2. Squats, focused on stretching the pelvic/hip area. Not using weights, and even holding into something so you can just focus on going lower and holding it. This is one of the best stretches I've found.
3. Pelvic tilts/stretching, whether on all fours, edge of a chair, or standing. Doing this on all fours helps strengthen the abdominal and back area. While not directly providing relief (do these at night because they can sometimes exacerbate the PGP), I think the strengthening has given me some relief.
4. Pelvic/hip rotations - I usually do this standing because I don't have a birthing ball. This hurts too, but I'm finding that a lot of my muscles are very tight, which makes the instability worse, so this stretch can help.
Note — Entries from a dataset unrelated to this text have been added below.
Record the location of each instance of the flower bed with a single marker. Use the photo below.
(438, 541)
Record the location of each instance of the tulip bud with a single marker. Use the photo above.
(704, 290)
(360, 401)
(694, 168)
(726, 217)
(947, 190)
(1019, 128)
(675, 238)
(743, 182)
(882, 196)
5. If massage isn't already doing this, rolling out your glutes (with a roller or a tennis ball), helps again with if there are tight muscles contributing. Tennis balls allow for pointed pressure, especially if you do on floor (but you can do while seated). Any areas in glute/hip/back that are very tender, just sit/lie and have the tennis ball slowly melt into the muscle. It hurts, but it helps.
6. Tennis balls on your pelvic area and inner thighs can also help, but that hurts a lot too. I do this by hand because lying on the tennis ball like this would be too much.
7. Non-intuituve, but going on short walks can help (literally 5 minutes). I find that I'll start and the shooting pains are awful, and I take super tiny steps, but they'll start going away a little into the walk. Again, this is all based on my PGP being exacerbated by my muscles being tight and contributing to the instability. And again, it will hurt after the walk, but I find doing the rotations and stuff help.
It's a gradual process, and some days things are just excruciating, but I find I'm having fewer of those days.
PGP is awful and just makes you want to cry.
I know this isn't what you asked for, but hopefully something of it can help. If not, hopefully someone else on here has had success to your original question.
Acupuncture also helped me..I know it's not for everyone, but it really helped me when I was dealing with pelvic girdle pain..I'd recommend giving it a try if @vkyoung is looking for relief.
That and staying moderately active throughout the day (walking a few minutes every hour), and not crossing my legs has helped a lot.